Unlike other ancestry projects, the BYU researchers look for clues within the entire range of the genetic code, rather than focusing just on the Y-chromosome or mitochondria. That makes the task harder — like looking for needles in a genetic haystack.

Woodward expects the patterns to come into clearer focus once there are 100,000 entries in the database.

“We’re only a quarter of the way there,” he said. “We expect it to be a five- to six-year project, so we feel like we’re close to where we need to be at this point.”

In some cases, Woodward can already figure out which regions of the world a person’s ancestors came from on the basis of the DNA readings, and he said that service may become commercially available within eight months. He’s also hoping to have a research paper on the project published sometime this spring.

In the meantime, there are spin-offs like Ancestry GenetiKit. “It’s not the purpose (for which) our database was built, but it’s something that you can use the database for,” Perego said.

If the paternal-ancestry test turns up a match in the BYU database, the customer could get genealogical information from that match — for example, the fact that the family tree included a Michael Boyle who was born in Ireland’s County Clare and lived from 1820 to 1888.

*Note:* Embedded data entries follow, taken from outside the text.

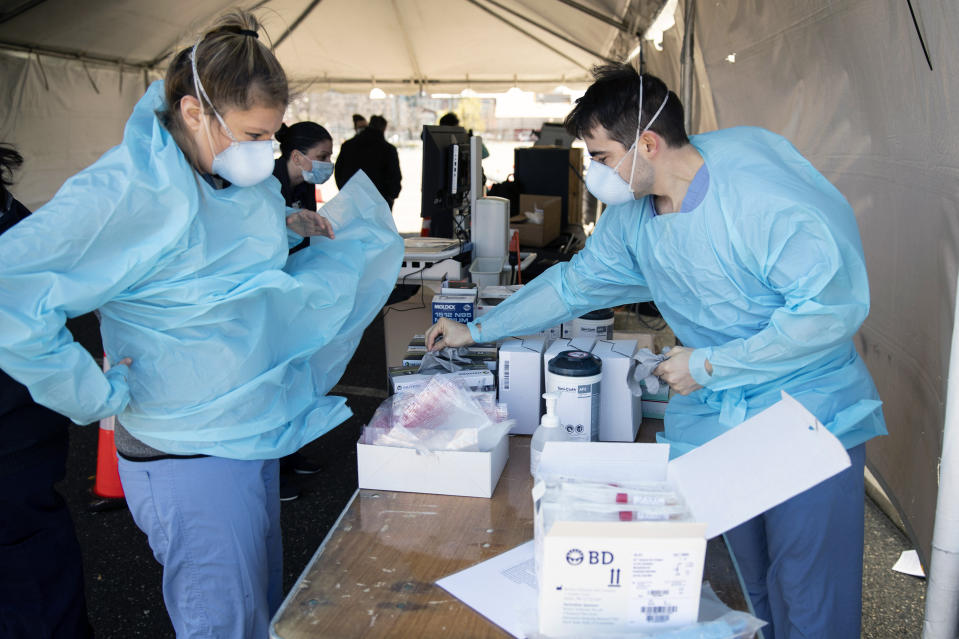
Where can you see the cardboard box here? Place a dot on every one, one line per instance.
(456, 307)
(406, 379)
(521, 381)
(538, 235)
(468, 474)
(747, 470)
(620, 412)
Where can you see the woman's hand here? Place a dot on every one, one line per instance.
(309, 223)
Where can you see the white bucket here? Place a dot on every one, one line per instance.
(575, 376)
(490, 227)
(598, 324)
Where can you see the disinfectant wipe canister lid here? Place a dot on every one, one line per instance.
(602, 313)
(575, 364)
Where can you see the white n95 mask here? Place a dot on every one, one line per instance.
(241, 163)
(603, 181)
(319, 173)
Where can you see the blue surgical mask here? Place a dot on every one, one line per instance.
(604, 182)
(241, 163)
(319, 173)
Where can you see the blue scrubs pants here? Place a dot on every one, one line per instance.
(214, 525)
(802, 560)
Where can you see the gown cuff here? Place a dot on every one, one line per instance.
(697, 365)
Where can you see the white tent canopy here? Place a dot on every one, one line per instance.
(868, 90)
(400, 45)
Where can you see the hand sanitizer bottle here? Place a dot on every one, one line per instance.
(547, 431)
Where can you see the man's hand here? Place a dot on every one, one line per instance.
(675, 371)
(445, 333)
(309, 223)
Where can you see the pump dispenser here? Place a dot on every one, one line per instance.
(547, 431)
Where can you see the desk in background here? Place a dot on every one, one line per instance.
(374, 574)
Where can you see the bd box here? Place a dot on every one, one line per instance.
(456, 307)
(441, 472)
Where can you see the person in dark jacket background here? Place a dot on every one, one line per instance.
(41, 571)
(369, 151)
(304, 162)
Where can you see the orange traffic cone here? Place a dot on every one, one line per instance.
(107, 490)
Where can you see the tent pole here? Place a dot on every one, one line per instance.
(599, 16)
(942, 589)
(409, 45)
(686, 83)
(296, 23)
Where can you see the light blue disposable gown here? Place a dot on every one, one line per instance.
(765, 278)
(233, 348)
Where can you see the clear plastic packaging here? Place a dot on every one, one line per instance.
(445, 415)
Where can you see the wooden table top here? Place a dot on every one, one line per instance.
(374, 574)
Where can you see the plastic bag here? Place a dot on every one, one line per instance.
(443, 416)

Woodward and Perego explained that the information would only relate to ancestors who were born before 1902 — a 100-year limitation that was consistent with U.S., Canadian and British records law. Even though that kind of information is available from other sources, the Molecular Genealogy Research Project’s original consent form didn’t specify that the DNA database would be used in such a way. So Perego said letters would be going out to the thousands of people who have already contributed to the database, seeking their consent to release ancestral surnames.

“It’s important that the person who participates knows exactly what’s going on,” he said.